A/N: Please note that there's double update today – it's 2/1
About Happiness
When Grant was nine, he had to write an essay for school entitled "I think happiness is…" He remembers sitting over the empty sheet of paper for an hour, having absolutely no clue what to write. After all, what was happiness? He just couldn't pinpoint out one single event or occurrence that that evoked a strong enough feeling in him that he could have called happiness.
In the end, he wrote things about how happiness was being good enough, not embarrassing your family, and being safe. He also included that it was playing in his room – he didn't add that it was because Christian left him alone there, because that would have fallen under the category of "embarrassing the family."
"You don't talk about your problems, you deal with them," his mother used to say, glass of brandy in her hand.

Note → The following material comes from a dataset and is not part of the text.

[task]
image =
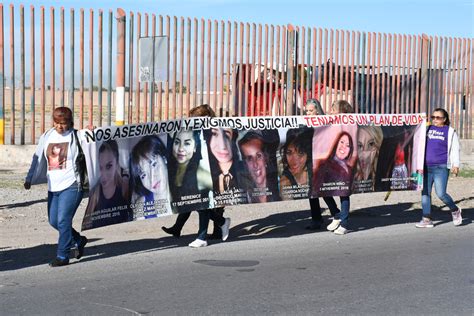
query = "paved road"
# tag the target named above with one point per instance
(270, 265)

He got a B minus. The teacher wrote that he had very mature ideas, but his sentence structure was weak, and the text felt forced, rushed – she advised him to spend more time on writing a piece in the future.
He thought about this homework a couple of times in the following years – in the woods, at the academy, while on mission –, and he came to the conclusion none of the people he met, the places he'd been to, or the things he experienced, made him happy. That feeling was still foreign to him. But he made peace with this, as much as he could – he reasoned with himself that some people just weren't destined for happiness, and he was one of them. And maybe after all he'd done, he didn't even deserve it.

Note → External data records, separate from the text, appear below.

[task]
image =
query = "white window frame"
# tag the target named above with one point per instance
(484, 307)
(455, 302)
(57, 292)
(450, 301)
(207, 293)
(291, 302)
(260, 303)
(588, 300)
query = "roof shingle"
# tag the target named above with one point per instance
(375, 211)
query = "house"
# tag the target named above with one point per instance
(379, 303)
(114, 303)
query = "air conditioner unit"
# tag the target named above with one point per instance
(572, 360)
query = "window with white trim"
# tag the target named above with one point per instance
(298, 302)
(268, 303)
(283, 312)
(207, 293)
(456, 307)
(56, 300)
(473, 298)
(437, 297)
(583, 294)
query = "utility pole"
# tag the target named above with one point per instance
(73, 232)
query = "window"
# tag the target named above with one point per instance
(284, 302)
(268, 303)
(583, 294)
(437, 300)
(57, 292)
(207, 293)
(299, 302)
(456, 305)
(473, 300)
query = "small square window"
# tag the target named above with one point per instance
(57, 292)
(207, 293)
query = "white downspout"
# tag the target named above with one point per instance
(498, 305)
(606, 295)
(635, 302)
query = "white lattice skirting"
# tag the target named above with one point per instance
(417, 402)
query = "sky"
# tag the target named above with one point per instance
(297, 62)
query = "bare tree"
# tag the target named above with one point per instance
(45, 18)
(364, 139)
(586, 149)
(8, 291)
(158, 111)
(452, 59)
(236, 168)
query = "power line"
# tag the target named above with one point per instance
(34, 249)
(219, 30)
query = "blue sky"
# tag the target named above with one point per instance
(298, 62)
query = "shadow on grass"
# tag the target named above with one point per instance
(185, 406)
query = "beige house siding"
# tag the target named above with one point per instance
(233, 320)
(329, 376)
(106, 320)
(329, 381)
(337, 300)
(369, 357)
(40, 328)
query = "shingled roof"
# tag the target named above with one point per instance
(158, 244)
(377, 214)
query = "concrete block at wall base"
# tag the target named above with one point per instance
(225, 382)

(Helping John and repaying him was more important than chasing happiness, anyway.)
But in the end, he did find it – he is past thirty when it happens, and the elation he feels every single moment of every single day completely astonishes him, and sometimes he still feels like he doesn't deserve it, but he is happy.
If he had to write that that essay – the one that caused him so much headache at nine – now, he would go somehow like this:
Happiness is having a messy house with boxes and bags and things you have no idea why you have and where they come from. It's a girl with wide, dark eyes and a joyous smile, always teasing you. It's fleeting touches and stolen kisses. It's having a nap in the middle of the day amongst the mess. It's curling up together on the couch, because there's no bed yet. It's holding her close and never letting go, and listening to her breathe as her face is nuzzled against his chest. It's her arm around his middle, and his leg thrown over her waist, anchoring each other. It's an unruly shelter dog, as lost and in need of a family as they were once, climbing onto the back of the couch and looking down at them, her tail wiggling.
It's bad takeout eaten in candlelight – because they have no lightbulbs yet – on the floor – because they still have to buy a table. It's talking well into the night about the future, making silly plans, like putting up a swing in the backyard and painting the living room turquoise and planting a tree and filling the house with children's laughter. It's making love long and slow in the soft pre-dawn light, whispering sentimental nonsense.
It's having friends over, being loud and making jokes – pranking, and laughing like crazy when somebody gets drenched or drops something on their foot. It's sharing beers and old stories, sitting on the porch instead of putting furniture together. It's having her in his lap, leaning against him, drawing nonsensical patterns on his chest, her eyelids dropping, but still smiling about some silly anecdote.
If he had to write that essay now, he would get an A, he's sure.